The investment in Scale and attempt to poach its top talent is part of Meta’s plan to build a “superintelligence” lab that will outperform OpenAI, Anthropic and Google, which are also developing models they claim will exceed human intelligence, according to one of the people.
Scale declined to comment, and Meta did not respond to a request for comment.
The launch of Meta’s latest large language model, Llama 4, was widely seen as a failure after it underperformed on important reasoning and coding benchmarks.
Meanwhile, competitors such as Google, OpenAI and Anthropic have each unveiled a new generation of powerful “reasoning” models, which solve problems by breaking them down step by step. Meta is also facing pressure from open source competitors such as China’s DeepSeek that have built powerful models for a fraction of the cost.
Meta, with a market capitalisation of nearly $2tn, has invested heavily in generative AI. But progress has been halting and chief executive Mark Zuckerberg has reorganised the efforts multiple times. Meta announced in April the departure of Joelle Pineau, vice-president of AI research.
Alexandr Wang, a 28-year-old paper billionaire who co-founded Scale in 2016, is set to join Meta’s “superintelligence” lab, the details of which were first reported by The New York Times. Details of Meta’s investment were first reported by Bloomberg and The Information.
Scale’s core business involves manually labelling the data that is used to train advanced AI models to ensure it is accurate.
Wang has forged relationships with Silicon Valley’s biggest investors and technologists, including OpenAI’s Sam Altman, and has positioned Scale to serve companies developing autonomous vehicles and more recently those building generative AI models.
But his talents lie in promoting the company rather than managing its staff or furthering AI research, according to multiple people who have worked with him.
Jason Droege, who joined Scale from Uber Eats less than a year ago, is expected to step up from chief strategy officer to chief executive, according to a person with knowledge of the matter.
The fate of Scale’s remaining employees is less clear. Wang recently spoke about his desire to take Scale public, but the potential deal with Meta casts uncertainty over that goal.

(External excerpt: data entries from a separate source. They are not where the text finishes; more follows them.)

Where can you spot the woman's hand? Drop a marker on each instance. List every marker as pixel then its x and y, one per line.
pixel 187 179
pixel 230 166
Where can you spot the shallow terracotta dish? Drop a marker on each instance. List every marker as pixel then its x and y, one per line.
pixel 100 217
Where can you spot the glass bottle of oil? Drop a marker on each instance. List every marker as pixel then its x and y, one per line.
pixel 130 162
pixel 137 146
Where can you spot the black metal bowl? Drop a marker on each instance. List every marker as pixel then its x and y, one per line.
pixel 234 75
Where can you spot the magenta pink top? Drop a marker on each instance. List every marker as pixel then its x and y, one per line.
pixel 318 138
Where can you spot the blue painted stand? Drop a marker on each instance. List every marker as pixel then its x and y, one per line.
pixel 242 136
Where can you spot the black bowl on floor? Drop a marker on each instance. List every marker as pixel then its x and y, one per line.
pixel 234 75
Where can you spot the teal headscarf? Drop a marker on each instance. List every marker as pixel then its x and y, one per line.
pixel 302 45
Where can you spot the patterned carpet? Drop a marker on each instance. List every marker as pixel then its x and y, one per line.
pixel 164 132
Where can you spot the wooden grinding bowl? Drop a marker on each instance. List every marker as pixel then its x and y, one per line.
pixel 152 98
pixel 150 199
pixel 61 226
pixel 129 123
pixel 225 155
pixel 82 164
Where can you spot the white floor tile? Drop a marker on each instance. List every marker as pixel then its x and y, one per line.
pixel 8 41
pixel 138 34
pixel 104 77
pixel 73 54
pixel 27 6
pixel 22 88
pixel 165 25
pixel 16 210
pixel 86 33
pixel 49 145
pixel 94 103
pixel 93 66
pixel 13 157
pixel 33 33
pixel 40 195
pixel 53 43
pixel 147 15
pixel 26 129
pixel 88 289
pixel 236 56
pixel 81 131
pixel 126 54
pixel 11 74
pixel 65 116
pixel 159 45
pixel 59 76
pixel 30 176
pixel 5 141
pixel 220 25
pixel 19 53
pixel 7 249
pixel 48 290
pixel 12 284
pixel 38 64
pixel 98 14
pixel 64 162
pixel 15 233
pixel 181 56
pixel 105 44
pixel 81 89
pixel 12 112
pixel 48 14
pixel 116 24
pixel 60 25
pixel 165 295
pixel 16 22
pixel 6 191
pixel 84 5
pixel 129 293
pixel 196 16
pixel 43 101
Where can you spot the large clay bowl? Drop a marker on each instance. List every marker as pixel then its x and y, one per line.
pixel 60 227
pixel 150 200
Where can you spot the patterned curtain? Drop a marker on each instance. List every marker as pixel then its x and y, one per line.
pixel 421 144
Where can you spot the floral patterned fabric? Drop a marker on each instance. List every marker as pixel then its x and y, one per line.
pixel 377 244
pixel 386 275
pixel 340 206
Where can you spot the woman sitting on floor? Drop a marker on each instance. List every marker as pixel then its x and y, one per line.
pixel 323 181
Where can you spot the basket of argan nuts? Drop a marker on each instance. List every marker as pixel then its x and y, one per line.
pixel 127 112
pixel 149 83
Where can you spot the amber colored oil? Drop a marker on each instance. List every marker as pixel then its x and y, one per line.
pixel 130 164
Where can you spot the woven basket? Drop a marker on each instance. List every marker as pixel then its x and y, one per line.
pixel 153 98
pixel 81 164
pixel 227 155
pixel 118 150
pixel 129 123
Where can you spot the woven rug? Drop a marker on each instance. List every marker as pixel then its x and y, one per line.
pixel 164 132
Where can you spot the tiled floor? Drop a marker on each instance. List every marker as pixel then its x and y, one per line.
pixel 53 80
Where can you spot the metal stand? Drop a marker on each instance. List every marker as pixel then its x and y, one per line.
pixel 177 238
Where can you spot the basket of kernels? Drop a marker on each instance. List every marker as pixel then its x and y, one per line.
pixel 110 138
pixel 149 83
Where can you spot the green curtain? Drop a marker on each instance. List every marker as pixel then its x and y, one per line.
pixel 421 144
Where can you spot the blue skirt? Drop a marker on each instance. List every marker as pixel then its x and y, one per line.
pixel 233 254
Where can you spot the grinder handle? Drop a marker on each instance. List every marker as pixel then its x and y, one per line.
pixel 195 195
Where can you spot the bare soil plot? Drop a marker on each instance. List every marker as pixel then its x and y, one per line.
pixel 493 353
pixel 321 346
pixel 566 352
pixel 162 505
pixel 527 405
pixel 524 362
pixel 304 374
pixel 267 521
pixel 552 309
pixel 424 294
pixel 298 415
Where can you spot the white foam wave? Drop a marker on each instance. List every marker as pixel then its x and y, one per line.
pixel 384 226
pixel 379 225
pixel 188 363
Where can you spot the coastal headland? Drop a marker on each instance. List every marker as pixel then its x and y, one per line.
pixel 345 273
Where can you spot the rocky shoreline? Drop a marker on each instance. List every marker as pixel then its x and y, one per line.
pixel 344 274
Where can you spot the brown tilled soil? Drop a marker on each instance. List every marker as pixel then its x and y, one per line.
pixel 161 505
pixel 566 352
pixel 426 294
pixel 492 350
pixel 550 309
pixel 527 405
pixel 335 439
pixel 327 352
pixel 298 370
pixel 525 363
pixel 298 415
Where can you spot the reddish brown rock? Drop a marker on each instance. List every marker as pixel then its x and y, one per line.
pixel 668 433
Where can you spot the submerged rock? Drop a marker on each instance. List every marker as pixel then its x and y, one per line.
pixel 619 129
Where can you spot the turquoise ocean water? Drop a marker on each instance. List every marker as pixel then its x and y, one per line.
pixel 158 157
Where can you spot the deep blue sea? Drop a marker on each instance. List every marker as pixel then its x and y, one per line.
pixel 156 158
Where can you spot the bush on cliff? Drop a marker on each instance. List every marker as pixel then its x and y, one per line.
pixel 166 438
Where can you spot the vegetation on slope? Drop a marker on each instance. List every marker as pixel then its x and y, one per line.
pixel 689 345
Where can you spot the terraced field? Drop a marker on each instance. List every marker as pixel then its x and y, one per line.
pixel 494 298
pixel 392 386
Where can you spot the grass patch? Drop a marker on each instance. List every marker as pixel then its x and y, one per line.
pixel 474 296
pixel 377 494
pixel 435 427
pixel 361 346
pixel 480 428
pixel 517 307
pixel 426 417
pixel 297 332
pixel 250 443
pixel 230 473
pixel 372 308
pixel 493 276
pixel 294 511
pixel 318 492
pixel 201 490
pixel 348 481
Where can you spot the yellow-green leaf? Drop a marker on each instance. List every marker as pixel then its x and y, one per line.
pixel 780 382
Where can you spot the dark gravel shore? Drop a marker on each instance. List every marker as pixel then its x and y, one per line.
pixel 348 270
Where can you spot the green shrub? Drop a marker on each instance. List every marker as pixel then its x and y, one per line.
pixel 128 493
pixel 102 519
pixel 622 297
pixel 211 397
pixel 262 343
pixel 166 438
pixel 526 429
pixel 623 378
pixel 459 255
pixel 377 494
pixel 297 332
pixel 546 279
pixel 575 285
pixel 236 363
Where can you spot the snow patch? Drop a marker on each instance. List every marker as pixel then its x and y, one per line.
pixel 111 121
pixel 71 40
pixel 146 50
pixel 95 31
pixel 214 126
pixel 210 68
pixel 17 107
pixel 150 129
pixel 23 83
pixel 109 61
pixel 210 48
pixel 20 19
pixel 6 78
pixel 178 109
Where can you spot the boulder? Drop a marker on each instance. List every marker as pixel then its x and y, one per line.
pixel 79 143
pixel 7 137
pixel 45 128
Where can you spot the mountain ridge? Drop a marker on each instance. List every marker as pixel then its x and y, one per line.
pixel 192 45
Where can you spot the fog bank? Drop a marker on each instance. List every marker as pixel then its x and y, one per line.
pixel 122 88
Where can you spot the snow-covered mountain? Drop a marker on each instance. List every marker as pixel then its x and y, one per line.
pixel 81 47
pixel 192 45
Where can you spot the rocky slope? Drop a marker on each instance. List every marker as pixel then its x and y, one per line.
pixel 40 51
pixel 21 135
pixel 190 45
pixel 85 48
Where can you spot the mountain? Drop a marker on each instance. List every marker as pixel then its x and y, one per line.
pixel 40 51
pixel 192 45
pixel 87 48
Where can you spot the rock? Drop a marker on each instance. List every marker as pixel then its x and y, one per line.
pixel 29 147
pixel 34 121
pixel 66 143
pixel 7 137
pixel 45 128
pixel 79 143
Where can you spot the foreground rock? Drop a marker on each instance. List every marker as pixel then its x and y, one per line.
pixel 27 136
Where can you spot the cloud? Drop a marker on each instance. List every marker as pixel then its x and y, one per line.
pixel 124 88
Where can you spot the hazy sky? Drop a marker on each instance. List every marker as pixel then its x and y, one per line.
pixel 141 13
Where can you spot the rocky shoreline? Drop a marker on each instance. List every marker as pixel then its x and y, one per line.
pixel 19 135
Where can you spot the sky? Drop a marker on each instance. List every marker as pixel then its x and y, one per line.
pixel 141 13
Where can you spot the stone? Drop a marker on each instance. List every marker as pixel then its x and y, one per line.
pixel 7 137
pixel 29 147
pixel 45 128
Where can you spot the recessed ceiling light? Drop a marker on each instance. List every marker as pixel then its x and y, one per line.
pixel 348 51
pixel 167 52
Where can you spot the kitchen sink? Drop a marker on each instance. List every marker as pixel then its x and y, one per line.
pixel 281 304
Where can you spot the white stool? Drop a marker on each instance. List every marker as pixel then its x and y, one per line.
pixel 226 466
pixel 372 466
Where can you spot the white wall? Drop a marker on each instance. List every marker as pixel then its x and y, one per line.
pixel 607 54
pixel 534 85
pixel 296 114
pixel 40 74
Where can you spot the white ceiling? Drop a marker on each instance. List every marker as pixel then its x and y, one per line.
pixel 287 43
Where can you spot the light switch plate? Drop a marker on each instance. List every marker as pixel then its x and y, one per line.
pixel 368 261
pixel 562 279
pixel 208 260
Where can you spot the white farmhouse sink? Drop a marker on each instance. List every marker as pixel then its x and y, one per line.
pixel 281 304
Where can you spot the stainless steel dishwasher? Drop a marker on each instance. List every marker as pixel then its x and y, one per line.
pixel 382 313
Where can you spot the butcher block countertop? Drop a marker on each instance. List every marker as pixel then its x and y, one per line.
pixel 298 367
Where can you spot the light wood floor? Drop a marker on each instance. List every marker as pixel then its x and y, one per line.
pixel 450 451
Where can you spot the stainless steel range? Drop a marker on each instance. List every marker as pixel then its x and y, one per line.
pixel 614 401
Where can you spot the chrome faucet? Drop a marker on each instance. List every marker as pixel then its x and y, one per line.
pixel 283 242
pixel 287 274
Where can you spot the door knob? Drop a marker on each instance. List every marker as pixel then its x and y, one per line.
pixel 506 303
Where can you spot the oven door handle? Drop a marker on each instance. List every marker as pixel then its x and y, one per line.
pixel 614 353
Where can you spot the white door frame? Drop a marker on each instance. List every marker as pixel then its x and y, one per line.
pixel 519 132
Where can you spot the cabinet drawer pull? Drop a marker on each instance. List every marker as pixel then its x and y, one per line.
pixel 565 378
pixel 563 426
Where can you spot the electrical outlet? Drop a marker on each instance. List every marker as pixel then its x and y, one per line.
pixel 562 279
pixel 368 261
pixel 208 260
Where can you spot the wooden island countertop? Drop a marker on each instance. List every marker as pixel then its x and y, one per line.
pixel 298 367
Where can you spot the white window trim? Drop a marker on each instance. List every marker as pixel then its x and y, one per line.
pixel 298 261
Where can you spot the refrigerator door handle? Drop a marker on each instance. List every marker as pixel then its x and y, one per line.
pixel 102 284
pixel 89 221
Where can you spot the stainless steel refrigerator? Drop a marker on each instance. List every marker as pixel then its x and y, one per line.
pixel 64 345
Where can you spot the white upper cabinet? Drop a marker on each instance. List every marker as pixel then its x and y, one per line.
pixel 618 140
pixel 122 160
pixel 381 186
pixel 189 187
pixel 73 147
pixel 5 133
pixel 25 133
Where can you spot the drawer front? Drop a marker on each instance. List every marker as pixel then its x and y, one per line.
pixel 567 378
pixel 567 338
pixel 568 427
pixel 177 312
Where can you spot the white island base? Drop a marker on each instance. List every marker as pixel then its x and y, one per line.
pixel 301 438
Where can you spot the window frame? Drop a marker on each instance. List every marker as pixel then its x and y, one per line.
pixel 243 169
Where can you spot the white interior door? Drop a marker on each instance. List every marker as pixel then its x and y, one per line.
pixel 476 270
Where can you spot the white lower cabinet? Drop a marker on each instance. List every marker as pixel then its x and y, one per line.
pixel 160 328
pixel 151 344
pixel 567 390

Scale has been attempting to broaden its revenue sources following investor concern about its concentrated services, according to one person with knowledge of the matter. The group has increasingly focused on building custom applications for enterprises and bidding for government contracts.
Last year, Microsoft paid $650mn to hire Inflection boss Mustafa Suleyman and his top lieutenants, and to license the start-up’s technology. Google also paid $2.7bn for a similar arrangement with Character AI.
The bespoke structures used by the Big Tech groups are partly designed to avoid probes from regulators, according to people with knowledge of the deals. But both Google and Microsoft have nonetheless faced scrutiny from antitrust enforcers.